Re: [PATCH 2/2] scsi: target: tcmu: Use address_space->invalidate_lock

Xiaoguang Wang <xiaoguang.wang@xxxxxxxxxxxxxxxxx> · Thu, 17 Mar 2022 14:09:00 +0800

hi,

hi,

Sorry for the late response. Currently I'm quite busy.
Really never mind :)


In your earlier mail you described a possible dead lock.
With this patch applied, are you sure a similar deadlock cannot
happen?
AFAIK, this patch will solve the deadlock.
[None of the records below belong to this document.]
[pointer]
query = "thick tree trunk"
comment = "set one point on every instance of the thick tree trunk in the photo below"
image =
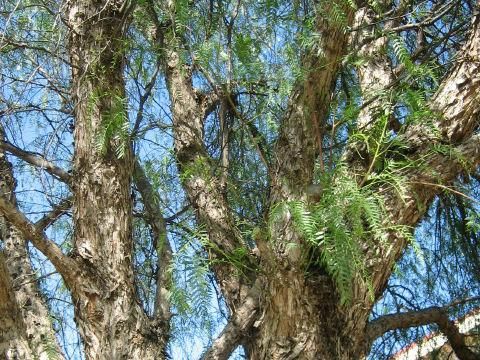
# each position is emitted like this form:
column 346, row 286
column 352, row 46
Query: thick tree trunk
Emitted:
column 14, row 342
column 110, row 320
column 23, row 303
column 301, row 319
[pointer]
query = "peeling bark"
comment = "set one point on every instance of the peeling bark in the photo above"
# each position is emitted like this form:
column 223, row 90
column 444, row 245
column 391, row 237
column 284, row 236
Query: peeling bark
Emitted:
column 110, row 320
column 23, row 304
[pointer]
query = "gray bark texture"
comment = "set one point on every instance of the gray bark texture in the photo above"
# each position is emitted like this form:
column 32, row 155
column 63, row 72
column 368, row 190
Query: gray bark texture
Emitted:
column 276, row 310
column 27, row 331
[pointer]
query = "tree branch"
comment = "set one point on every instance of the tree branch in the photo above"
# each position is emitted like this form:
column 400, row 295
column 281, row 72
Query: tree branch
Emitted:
column 164, row 251
column 300, row 135
column 238, row 326
column 48, row 219
column 66, row 266
column 437, row 315
column 36, row 160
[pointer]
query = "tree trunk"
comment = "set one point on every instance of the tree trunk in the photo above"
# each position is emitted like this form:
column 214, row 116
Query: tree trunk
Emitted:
column 301, row 319
column 110, row 320
column 23, row 304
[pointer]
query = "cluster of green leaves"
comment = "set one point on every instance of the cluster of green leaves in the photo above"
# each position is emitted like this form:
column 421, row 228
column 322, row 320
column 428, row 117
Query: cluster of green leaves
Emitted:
column 339, row 228
column 114, row 127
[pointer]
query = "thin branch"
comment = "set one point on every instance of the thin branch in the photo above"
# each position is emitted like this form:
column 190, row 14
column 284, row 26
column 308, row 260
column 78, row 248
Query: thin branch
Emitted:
column 437, row 315
column 49, row 218
column 161, row 244
column 66, row 266
column 37, row 160
column 238, row 326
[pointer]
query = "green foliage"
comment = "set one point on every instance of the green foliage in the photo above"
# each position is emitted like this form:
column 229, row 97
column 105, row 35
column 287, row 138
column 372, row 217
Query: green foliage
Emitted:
column 339, row 228
column 114, row 126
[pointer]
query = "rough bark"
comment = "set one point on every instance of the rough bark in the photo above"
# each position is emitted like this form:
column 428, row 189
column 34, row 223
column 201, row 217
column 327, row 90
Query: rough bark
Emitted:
column 23, row 302
column 302, row 318
column 13, row 335
column 110, row 320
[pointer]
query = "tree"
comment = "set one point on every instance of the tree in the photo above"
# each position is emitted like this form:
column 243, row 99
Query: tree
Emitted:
column 305, row 169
Additionally, let's assume tcmu_vma_fault/tcmu_try_get_data_page
- after having found a valid page to map - is interrupted after
releasing the invalidate_lock. Are there any locks held to prevent
find_free_blocks from jumping in and possibly remove that page from 
xarray and try to remove it from the mmapped area?
If not, we might end up mapping a no longer valid page.
Yeah, after tcmu_try_get_data_page() returns, find_free_blocks() 
definitely
may come in and do unmap_mapping_range() and tcmu_blocks_release(),
but I think it won't cause problems:
1) Since page fault procedure and unmap_mapping_range are designed to
be able to run concurrently, they sync at pte_offset_map_lock(). See
=> do_user_addr_fault
==> handle_mm_fault
===> __handle_mm_fault
====> do_fault
=====> do_shared_fault
=======> finish_fault
========> pte_offset_map_lock
========> do_set_pte
========> pte_unmap_unlock

and in find_free_blocks():
=> unmap_mapping_range
== > unmap_mapping_range_tree
===> zap_page_range_single
====> unmap_page_range
=====> zap_p4d_range
======> zap_pud_range
========> zap_pmd_range
==========> zap_pte_range
===========> pte_offset_map_lock
===========> pte_clear_not_present_full
===========> pte_unmap_unlock(start_pte, ptl);

So what I want to express is that because of the concurrency of page 
fault
procedure and unmap_mapping_range(), one will either see a valid map, or
not. And if not, because this page exceeds dbi_max, a later page fault 
will
happen, and will get sigbus, but it's reasonable.

As for your question, tcmu_try_get_data_page() finds a page successfully,
this page will get a refcount properly, if later unmap_mapping_range() 
and
tcmu_blocks_release() come in, just after tcmu_try_get_data_page() 
returns and
before tcmu_vma_fault() returns, then actually tcmu_blocks_release() 
won't
free this page because there is one refcount. So yes, we'll map a no 
longer
valid page, but this page also won't be re-used, unless the map is 
unmapped
later(process exits or killed), then put_page() will be called and 
page will finally
be given back to mm subsystem.
After thinking more about this problem, if we now have a valid map which 
points
to a truncated page, and this offset of this page in data_bitmap is 
freed. If later
another command runs in, it reuse the previous freed slot in 
data_bitmap. Though
we'll allocate new page for this slot in data_area, but seems no page 
fault will
happen again, because we have a valid map.. so real request's data will 
lose.

As you say, indeed this would be a long standing problem, we'll need to have
a deeper look at codes.

Regards,
Xiaoguang Wang



Of course, this would be a long standing problem not caused by your
change. But if there would be a problem, we should try to fix it
when touching this code, I think.
Unfortunately I didn't manage yet to check which locks are involved
during page fault handling and unmap_mapping_range.
At least for my knowledge, page fault will hold mmap_read_lock() and
pte lock, unmap_mapping_range() will hold mapping->i_mmap_rwsem
and pte lock.

Regards,
Xiaoguang Wang

Bodo

On 16.03.22 11:43, Xiaoguang Wang wrote:
hello,

Gentle ping.

Regards,
Xiaoguang Wang

Currently tcmu_vma_fault() uses udev->cmdr_lock to avoid concurrent
find_free_blocks(), which unmaps idle pages and truncates them. This
work is really like many filesystem's truncate operations, but they
use address_space->invalidate_lock to protect race.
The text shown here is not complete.